@TrueStoryGuy: czy to, że sam nie wierzysz w godność człowieka sprawia, że każdy ma zaniechać takiej wiary i jeśli sam w nią wierzy staje się z automatu hipokrytą?
@Maly_KSIAZE: Jeśli godność jest dla niego najważniejsza, to tak naprawdę nic dla niego nie jest ważne, poza byciem nikim i kimś zarazem, czyli byciem "typowym/normalnym" w społeczeństwie. Godność może i istnieje, może i nie, zależy jak patrzymy na to słowo i ludzi, którzy jego używają. Jedno jest pewne, to słowo jest nadużywane w złym znaczeniu oraz pod kontekst tematu, który tworzy niewłaściwe pojęcie tego wyrazu. Godność jest jedna, niszczy się i tworzy, a człowiek jest jej ostoją, znikającą z każdym jego sprzecznym działaniem.
@TrueStoryGuy: ale skoro godność niszczy się i tworzy to nie można stwierdzić, że nie istniała bądź nie istnieje teraz.. jak najbardziej zgadzam się ze stwierdzeniem, że znaczenie godności zostało wypaczone, jednak jej meritum pozostało niezmienione.. moim zdaniem chodzi głównie o paradygmat godności zmieniający się wraz ze zmieniającą się, otaczającą nas rzeczywistością oraz jej wymogami.. każdy posiada swoją godność, tylko ta godność może posiadać inne znaczenie dla każdego człowieka.. pytaniem otwartym pozostanie na jakim szczeblu naszej drabiny systemu wartości znajduje się owa godność..
@Maly_KSIAZE: Gdyby godność nie była taka zmienna przez całe życie, to może miałaby jakiś sens. Jedyna godność jaka jest wspólna, to "szanować samego siebie", ale nie każdy uważa to za godność, choć większość pewnie tak. Jak coś nie jest stałe, ciężko stwierdzić czy w ogóle istnieje, dopóty czas tego nie potwierdzi.

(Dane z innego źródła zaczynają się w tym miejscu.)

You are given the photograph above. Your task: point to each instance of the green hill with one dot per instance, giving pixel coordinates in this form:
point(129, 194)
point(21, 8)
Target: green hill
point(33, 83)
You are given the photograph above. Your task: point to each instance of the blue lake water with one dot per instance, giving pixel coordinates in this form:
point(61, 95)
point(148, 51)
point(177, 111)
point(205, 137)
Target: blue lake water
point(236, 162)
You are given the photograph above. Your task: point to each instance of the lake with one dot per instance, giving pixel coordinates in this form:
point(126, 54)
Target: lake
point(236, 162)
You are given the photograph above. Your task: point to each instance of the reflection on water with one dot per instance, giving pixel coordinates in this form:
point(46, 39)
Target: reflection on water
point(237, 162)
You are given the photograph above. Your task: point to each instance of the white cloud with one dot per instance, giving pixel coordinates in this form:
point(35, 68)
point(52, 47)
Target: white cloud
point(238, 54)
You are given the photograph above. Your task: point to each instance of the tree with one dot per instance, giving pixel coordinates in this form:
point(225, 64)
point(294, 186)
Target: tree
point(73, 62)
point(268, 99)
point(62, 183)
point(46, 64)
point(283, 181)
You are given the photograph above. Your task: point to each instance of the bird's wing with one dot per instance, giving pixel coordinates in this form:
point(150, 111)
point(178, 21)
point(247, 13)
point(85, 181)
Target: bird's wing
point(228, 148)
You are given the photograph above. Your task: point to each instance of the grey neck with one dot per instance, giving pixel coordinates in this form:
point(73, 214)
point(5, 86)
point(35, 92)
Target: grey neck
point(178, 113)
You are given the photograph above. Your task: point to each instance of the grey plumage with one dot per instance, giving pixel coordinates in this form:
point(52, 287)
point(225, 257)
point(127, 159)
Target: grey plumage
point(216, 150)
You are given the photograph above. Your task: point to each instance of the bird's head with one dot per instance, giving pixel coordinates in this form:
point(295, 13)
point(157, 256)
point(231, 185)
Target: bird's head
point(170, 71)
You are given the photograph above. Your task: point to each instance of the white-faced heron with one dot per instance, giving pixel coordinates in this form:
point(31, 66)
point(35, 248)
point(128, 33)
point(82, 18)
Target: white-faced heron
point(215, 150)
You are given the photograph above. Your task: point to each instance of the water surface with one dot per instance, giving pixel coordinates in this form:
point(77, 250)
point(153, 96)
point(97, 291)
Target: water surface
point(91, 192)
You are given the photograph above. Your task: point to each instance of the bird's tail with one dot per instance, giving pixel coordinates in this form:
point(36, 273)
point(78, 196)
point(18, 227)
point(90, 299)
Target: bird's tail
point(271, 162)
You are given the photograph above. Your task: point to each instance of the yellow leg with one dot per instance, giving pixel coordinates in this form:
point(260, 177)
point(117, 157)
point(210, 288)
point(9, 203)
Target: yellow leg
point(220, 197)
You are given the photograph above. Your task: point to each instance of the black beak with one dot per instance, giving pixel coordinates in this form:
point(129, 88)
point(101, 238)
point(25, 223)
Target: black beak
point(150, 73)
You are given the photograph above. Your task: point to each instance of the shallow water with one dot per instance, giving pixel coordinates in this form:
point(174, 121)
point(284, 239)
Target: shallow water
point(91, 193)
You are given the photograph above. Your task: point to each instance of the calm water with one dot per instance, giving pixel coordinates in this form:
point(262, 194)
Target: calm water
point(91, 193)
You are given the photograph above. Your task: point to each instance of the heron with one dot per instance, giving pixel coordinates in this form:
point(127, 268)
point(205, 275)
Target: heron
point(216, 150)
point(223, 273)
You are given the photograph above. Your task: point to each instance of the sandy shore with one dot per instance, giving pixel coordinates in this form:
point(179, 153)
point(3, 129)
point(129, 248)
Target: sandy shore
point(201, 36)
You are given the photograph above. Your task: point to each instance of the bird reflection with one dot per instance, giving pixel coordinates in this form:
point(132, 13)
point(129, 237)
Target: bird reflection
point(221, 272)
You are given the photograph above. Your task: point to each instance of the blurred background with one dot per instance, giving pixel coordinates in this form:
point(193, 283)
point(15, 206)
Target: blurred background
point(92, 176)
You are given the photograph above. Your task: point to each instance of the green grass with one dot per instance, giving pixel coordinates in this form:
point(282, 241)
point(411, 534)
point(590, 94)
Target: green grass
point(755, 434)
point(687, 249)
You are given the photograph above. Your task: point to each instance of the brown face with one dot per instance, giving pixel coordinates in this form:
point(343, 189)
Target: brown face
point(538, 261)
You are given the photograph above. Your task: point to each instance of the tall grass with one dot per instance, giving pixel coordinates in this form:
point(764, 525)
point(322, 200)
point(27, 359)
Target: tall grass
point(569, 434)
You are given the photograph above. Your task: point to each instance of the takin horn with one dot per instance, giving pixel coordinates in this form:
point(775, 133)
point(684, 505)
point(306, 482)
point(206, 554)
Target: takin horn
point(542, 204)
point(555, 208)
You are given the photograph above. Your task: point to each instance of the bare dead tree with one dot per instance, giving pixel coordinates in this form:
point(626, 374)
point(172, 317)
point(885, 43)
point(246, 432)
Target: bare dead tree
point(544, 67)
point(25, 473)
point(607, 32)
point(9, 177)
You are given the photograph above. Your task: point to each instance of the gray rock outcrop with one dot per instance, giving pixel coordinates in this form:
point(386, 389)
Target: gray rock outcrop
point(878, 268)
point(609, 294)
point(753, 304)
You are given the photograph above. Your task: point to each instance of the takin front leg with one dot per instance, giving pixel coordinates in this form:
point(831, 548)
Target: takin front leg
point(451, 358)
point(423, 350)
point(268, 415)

@TrueStoryGuy: jeśli coś nie jest stałe to ciężko stwierdzić tego istnienie? to się tak jakby, wybacz kolokwializm, kupy nie trzyma.. pojęcie godności dla każdego się zmienia w czasie dorastania.. to tak jak uczucia, tak jak potrzeby, tak jak i pojmowanie świata.. niemniej jednak godność jako taka istnieje i nie mam prawa negować tego istnienia
@Maly_KSIAZE: Dobra, ale jeśli spojrzysz na to z perspektywy istnienia godności, to dlaczego jest tak często łamana? Czy można w ogóle mówić o godności jeśli dla każdego jest różnorodna, a każdy ją łamie mnóstwo razy w swoim życiu? Godność nie jest ulotna jak uczucia, jest zawsze i wszędzie, a jednakże na niej wiele nie wzorujemy, bo podążamy za własnymi instynktami i myślami czy spaczeniami. Więc czym jest godność? Wydaje się być zwykłym kłamstwem, pobudką ludzką, wymówką, która nie ma żadnego znaczenia, dopóki nie jest to bardzo nielegalne. Takie losowe zjawisko jak godność ciężko w ogóle określić, a dopóki czegoś nie widzisz lub nie słyszysz, to w to nie wierzysz.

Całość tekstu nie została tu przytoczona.